Yup, so vegetarians, beware! This recipe serves 4
5 big onions (I like sweet)
3 garlic cloves minced
2 bay leaves
1 -1 1/2 cups dry red wine (good enough to drink) (some use 1/4 cup cognac)
1 stick butter to cook onions (4-5 tablespoons)
more butter or olive oil to make croutons
2 quarts (2 32 oz. boxes) beef broth low sodium
2-3 tablespoons flour ( I use gluten free)
French bread for croutons
1 Tablespoon dried thyme
Sea salt and pepper
1/2 lb. Swiss (traditional uses Gruyere, some like mozzarella)
1)Use a food processor to slice onions. Makes this process easy! Otherwise slice them by hand medium.

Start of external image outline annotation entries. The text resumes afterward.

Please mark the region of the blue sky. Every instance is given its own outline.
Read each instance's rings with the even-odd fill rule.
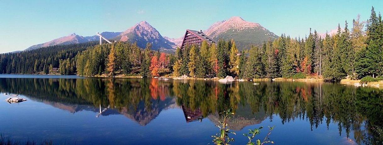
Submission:
[[[0,53],[24,50],[73,33],[83,36],[122,31],[146,21],[163,36],[179,37],[187,29],[240,16],[275,34],[304,37],[310,28],[325,32],[383,0],[0,0]]]

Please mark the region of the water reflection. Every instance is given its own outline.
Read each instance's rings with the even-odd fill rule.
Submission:
[[[185,121],[209,119],[218,124],[219,112],[234,109],[229,121],[234,130],[273,121],[296,119],[310,129],[334,123],[339,135],[352,131],[358,143],[381,144],[373,127],[383,127],[383,91],[329,83],[250,82],[223,84],[203,81],[156,79],[0,78],[2,93],[26,96],[72,113],[91,111],[97,117],[121,114],[147,125],[161,111],[182,109]]]

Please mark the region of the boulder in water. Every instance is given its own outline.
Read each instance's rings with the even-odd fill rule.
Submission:
[[[8,103],[19,103],[24,102],[26,100],[26,99],[18,97],[8,98],[7,98],[7,99],[5,99],[5,101],[8,102]]]
[[[219,80],[218,80],[218,81],[221,82],[226,82],[228,81],[233,81],[235,80],[234,79],[234,78],[233,78],[232,77],[228,75],[226,76],[226,77],[225,78],[219,79]]]

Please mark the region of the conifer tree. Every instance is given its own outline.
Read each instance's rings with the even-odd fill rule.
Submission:
[[[314,49],[315,48],[315,43],[314,36],[311,33],[311,28],[310,28],[310,33],[308,37],[306,38],[304,42],[304,56],[307,59],[306,66],[301,66],[304,67],[305,73],[307,74],[311,74],[313,73],[313,68],[314,67]]]
[[[264,67],[262,63],[261,52],[257,47],[252,46],[250,48],[249,51],[249,58],[245,67],[244,78],[259,78],[264,75]]]
[[[332,75],[332,54],[334,47],[333,39],[328,34],[322,42],[323,46],[323,76],[324,78],[331,80]]]
[[[209,64],[210,65],[210,70],[211,73],[216,75],[218,73],[218,60],[217,60],[217,49],[215,44],[212,44],[209,48],[210,58]]]
[[[356,20],[352,20],[351,43],[352,47],[354,49],[354,51],[355,52],[360,51],[367,46],[365,43],[366,41],[365,33],[363,30],[364,22],[360,21],[360,16],[358,15]]]
[[[188,75],[189,69],[188,64],[189,64],[189,55],[190,52],[190,46],[187,45],[182,50],[182,64],[180,68],[180,73],[181,75]]]
[[[238,65],[239,67],[239,73],[238,74],[238,77],[239,78],[244,78],[245,72],[246,67],[246,51],[242,51],[241,52],[241,55],[239,55],[239,64]]]
[[[239,65],[239,56],[237,55],[238,53],[238,50],[236,46],[235,42],[232,39],[231,40],[231,44],[229,62],[229,71],[232,75],[235,76],[238,75],[239,73],[238,69],[239,67],[238,65]]]
[[[109,76],[114,76],[116,73],[116,54],[115,52],[115,45],[112,45],[112,47],[109,52],[109,55],[108,56],[108,64],[106,65],[106,72],[109,73]]]
[[[229,49],[227,47],[231,46],[229,43],[229,42],[220,39],[217,45],[217,60],[219,67],[217,77],[219,78],[224,78],[228,75],[228,65],[229,62],[228,52]]]
[[[190,77],[194,77],[195,74],[195,65],[197,58],[196,49],[196,46],[193,45],[189,52],[189,62],[187,66],[189,70],[189,76]]]
[[[152,77],[157,77],[159,75],[158,74],[158,69],[159,67],[159,64],[158,62],[158,58],[156,55],[154,55],[152,57],[151,60],[150,67],[149,70],[150,70],[151,74]]]
[[[358,53],[356,62],[355,70],[359,78],[383,75],[383,24],[373,7],[366,27],[367,47]]]
[[[180,75],[180,69],[181,65],[182,65],[182,60],[178,60],[174,63],[173,65],[173,75],[175,77],[179,77]]]
[[[49,65],[49,73],[52,73],[53,71],[53,65],[51,64]]]
[[[149,70],[149,67],[150,65],[151,60],[151,48],[152,47],[152,44],[147,43],[146,44],[146,46],[144,50],[144,56],[142,57],[142,60],[141,63],[141,71],[140,72],[140,75],[143,78],[148,78],[151,77],[150,71]]]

2)Melt butter or oil in big deep pot and add onions, garlic thyme, salt pepper and bay leaves. Cook on medium until soft and caramelized…stirring often. Don’t leave unattended!
3)Add wine and continue to cook until most of the wine is gone, maybe 5-8 minutes.
4)Turn heat to low and add flour, stir continually. Watch so flour doesn’t stick and burn to bottom, cook about 10 minutes.
5)Add broth and simmer 10 minutes
6)While broth is simmering make your croutons. Slice the bread into 2 -3 inch thick and 3-4 inch round pieces. Drizzle with olive oil or butter. Sprinkle with garlic powder. Place under broiler for 2 minutes.
7)Remove bay leaves from soup and ladle into oven proof bowls. Insert crouton. Top with cheese to a little hangs over the edges. Place bowls on cookie tin and broil for a couple minutes until cheese gets bubbly.
If you don’t have oven safe bowls, you can melt the cheese over the crouton.